Analysis by John Blake, CNN

(CNN) — The two frontrunners for the White House in 2024 are tied in a hypothetical rematch. Congress is paralyzed. Every big election seems to be decided by razor-thin margins.

By almost any measure, the struggle for political dominance in the US seems deadlocked between Republicans and Democrats. At times, the two parties resemble a pair of punch-drunk boxers, slugging away at one another in a contest that neither can end.

But there is one political battleground where Republicans triumph virtually every time — and control of this arena could determine who wins the White House in 2024.

Republicans are masters of verbal jiu-jitsu. It’s a form of linguistic combat in which the practitioner takes a political phrase or concept popularized by their opponent and gradually turns into an unusable slur.

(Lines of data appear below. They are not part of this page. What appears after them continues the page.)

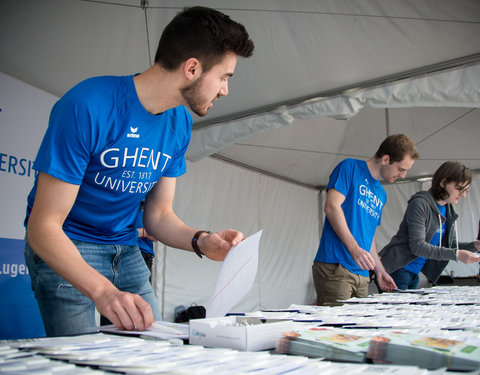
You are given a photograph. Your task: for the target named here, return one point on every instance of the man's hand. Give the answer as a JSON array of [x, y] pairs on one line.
[[467, 257], [385, 282], [215, 246], [363, 258], [126, 311]]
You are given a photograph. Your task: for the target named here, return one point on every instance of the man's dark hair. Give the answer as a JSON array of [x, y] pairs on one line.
[[450, 171], [203, 33], [397, 146]]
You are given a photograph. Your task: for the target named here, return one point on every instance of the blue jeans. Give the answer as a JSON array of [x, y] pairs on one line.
[[405, 279], [66, 311]]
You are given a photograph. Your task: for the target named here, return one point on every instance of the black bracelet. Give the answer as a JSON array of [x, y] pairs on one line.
[[195, 242]]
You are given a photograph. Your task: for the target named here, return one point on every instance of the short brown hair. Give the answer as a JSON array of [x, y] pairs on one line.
[[450, 171], [397, 146], [204, 33]]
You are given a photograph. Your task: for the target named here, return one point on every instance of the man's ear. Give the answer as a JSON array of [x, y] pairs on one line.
[[192, 68]]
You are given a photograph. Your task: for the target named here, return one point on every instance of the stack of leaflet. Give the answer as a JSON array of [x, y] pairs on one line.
[[330, 343], [424, 351]]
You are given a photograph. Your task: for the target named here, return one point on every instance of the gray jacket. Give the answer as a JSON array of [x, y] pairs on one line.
[[420, 222]]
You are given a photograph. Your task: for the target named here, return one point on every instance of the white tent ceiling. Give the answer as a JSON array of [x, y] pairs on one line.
[[382, 67]]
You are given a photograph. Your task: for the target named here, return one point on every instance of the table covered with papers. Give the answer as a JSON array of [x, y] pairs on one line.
[[431, 331]]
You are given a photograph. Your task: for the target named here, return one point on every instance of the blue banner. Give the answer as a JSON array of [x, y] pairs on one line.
[[19, 314]]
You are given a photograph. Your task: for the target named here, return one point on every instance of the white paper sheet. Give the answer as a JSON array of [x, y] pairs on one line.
[[236, 276]]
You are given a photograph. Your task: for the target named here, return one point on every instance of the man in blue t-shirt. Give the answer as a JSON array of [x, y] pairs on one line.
[[111, 143], [353, 208]]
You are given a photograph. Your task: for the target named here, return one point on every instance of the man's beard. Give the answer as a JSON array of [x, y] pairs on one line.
[[191, 94]]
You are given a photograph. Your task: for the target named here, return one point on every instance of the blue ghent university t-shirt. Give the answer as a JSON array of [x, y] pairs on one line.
[[101, 138], [365, 198]]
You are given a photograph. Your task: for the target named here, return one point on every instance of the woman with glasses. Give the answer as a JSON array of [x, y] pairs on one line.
[[427, 237]]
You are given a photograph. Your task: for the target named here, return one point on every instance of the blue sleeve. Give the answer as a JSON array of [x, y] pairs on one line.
[[184, 130], [64, 152], [341, 177]]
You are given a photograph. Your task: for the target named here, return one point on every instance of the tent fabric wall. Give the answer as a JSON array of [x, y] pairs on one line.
[[451, 88]]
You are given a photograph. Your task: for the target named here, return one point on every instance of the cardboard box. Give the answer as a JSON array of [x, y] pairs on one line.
[[238, 332]]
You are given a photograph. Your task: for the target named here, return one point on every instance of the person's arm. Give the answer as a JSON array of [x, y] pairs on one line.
[[53, 201], [385, 281], [336, 217], [162, 223], [142, 233]]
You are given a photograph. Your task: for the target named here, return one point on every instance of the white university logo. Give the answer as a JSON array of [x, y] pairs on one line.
[[133, 133]]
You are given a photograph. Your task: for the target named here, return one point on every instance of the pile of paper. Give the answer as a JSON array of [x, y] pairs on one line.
[[330, 343], [424, 351]]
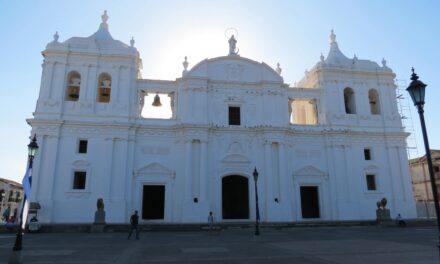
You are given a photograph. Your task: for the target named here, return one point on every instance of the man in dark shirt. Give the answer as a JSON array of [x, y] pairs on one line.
[[134, 221]]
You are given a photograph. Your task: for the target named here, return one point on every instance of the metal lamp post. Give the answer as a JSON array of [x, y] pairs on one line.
[[417, 91], [32, 150], [257, 210]]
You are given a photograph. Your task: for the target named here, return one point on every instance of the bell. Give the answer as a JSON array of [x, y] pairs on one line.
[[156, 101]]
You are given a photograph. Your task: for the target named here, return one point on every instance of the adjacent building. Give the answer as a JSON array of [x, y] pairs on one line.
[[11, 195], [327, 148], [420, 176]]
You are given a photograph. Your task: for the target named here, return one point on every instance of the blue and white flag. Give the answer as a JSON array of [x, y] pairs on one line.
[[27, 179]]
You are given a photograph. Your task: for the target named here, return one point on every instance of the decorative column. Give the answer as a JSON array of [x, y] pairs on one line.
[[204, 171], [268, 189], [188, 170]]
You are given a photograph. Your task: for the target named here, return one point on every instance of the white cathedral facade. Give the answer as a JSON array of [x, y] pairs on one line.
[[327, 149]]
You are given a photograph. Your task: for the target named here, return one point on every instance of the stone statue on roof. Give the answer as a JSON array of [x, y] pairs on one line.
[[233, 46]]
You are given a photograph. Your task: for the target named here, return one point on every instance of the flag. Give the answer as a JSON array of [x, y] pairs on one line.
[[27, 180]]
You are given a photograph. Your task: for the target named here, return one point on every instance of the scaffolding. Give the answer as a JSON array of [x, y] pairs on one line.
[[404, 104]]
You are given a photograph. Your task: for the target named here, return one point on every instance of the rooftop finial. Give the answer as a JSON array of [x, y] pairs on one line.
[[55, 37], [185, 66], [332, 37], [104, 17], [232, 46]]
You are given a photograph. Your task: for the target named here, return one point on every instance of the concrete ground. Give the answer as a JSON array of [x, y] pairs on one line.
[[314, 245]]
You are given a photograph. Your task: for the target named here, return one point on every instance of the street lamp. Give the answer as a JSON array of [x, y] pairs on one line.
[[257, 211], [417, 91], [16, 250]]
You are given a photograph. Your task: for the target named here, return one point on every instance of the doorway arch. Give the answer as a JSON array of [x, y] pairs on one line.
[[235, 197]]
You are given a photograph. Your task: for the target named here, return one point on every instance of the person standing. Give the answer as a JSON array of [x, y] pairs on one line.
[[134, 224], [7, 213], [210, 220]]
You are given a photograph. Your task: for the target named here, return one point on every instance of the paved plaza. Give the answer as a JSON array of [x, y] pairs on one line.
[[314, 245]]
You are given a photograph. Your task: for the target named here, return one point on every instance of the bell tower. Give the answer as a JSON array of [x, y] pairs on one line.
[[88, 76]]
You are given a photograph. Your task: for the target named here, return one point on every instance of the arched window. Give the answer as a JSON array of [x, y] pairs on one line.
[[350, 105], [104, 88], [373, 98], [73, 85]]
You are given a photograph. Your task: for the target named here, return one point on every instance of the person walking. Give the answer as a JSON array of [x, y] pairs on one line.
[[210, 220], [134, 225], [7, 213]]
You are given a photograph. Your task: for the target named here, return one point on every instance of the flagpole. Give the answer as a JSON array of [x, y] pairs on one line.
[[16, 250]]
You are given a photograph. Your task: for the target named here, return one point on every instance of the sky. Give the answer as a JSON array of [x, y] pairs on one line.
[[293, 33]]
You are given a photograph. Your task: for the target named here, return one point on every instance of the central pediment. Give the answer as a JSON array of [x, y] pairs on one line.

Like the Japanese martial art known as jiu-jitsu, its devotees avoid taking opposing arguments head on and instead redirect their opponents’ momentum to beat them.

If this sounds abstract, consider the evolution of “ woke.” The word is defined as being “actively aware of social injustice.” But it has been transformed into a contemporary scourge, one that a politician compared to a “virus more dangerous than any pandemic, hands down.”

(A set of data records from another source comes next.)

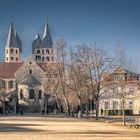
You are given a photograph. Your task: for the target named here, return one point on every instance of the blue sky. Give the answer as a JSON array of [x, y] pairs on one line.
[[78, 21]]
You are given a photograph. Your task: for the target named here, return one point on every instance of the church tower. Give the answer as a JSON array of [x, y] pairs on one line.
[[13, 47], [42, 50]]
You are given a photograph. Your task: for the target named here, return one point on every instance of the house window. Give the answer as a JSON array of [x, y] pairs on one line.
[[31, 94], [11, 84], [40, 94], [115, 105], [107, 105]]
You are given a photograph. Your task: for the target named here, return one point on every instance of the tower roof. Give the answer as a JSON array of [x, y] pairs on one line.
[[13, 40], [47, 40], [37, 42]]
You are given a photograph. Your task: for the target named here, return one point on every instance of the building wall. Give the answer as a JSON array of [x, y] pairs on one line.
[[12, 55], [27, 67], [44, 55]]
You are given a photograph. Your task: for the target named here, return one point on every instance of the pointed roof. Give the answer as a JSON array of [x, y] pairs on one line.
[[36, 43], [119, 70], [7, 70], [19, 43], [30, 80], [47, 40], [13, 40]]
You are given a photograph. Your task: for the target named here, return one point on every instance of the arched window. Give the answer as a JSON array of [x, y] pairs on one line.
[[38, 51], [31, 94], [40, 94]]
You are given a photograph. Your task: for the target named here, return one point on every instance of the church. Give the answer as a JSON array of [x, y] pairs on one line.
[[25, 79]]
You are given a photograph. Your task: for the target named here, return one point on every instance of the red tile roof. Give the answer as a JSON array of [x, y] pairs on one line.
[[8, 69]]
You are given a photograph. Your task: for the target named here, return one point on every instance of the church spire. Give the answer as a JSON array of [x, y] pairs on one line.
[[37, 42], [47, 40], [13, 47], [13, 40]]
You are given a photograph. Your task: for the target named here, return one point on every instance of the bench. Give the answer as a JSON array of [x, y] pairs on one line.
[[134, 122]]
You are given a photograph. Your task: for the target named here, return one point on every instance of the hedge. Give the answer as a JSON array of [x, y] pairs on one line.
[[117, 112]]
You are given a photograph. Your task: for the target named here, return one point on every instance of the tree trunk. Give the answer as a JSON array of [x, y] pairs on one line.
[[97, 109], [80, 109], [123, 112]]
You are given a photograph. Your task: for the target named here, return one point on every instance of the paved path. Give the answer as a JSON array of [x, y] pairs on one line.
[[58, 128]]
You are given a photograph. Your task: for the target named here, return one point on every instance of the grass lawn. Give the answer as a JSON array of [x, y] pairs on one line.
[[59, 128]]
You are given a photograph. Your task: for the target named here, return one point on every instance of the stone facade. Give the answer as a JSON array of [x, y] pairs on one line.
[[121, 86]]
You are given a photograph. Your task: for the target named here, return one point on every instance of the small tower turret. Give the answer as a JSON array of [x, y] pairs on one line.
[[43, 51], [13, 47]]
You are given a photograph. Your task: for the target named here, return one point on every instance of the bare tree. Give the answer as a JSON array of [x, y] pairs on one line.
[[94, 63]]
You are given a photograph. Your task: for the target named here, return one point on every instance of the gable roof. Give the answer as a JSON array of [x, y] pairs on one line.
[[8, 69]]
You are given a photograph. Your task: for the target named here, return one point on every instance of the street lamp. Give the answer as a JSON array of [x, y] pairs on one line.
[[90, 103], [3, 99]]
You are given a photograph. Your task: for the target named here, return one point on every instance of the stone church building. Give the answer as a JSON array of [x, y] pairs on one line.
[[25, 78]]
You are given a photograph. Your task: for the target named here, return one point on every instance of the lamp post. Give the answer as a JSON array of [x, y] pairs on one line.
[[3, 99], [90, 104]]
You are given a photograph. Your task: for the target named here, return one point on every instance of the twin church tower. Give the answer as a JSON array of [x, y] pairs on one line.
[[42, 49]]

Mention almost any touchstone phrase adopted by the left in recent years — “critical race theory,” “diversity,” “global warming,” even the word “liberal” itself — and it has been redefined or tarnished by conservatives.

Meanwhile, Republicans continue to proudly use words and pet phrases such as “family values,” “conservative” and “patriot” – no matter who or what is associated with the terms.

As candidates prep for the first 2024 GOP presidential debate Wednesday in Milwaukee, it’s a good time to ponder this question: Why are Republicans so good at this form of verbal combat, and Democrats so bad?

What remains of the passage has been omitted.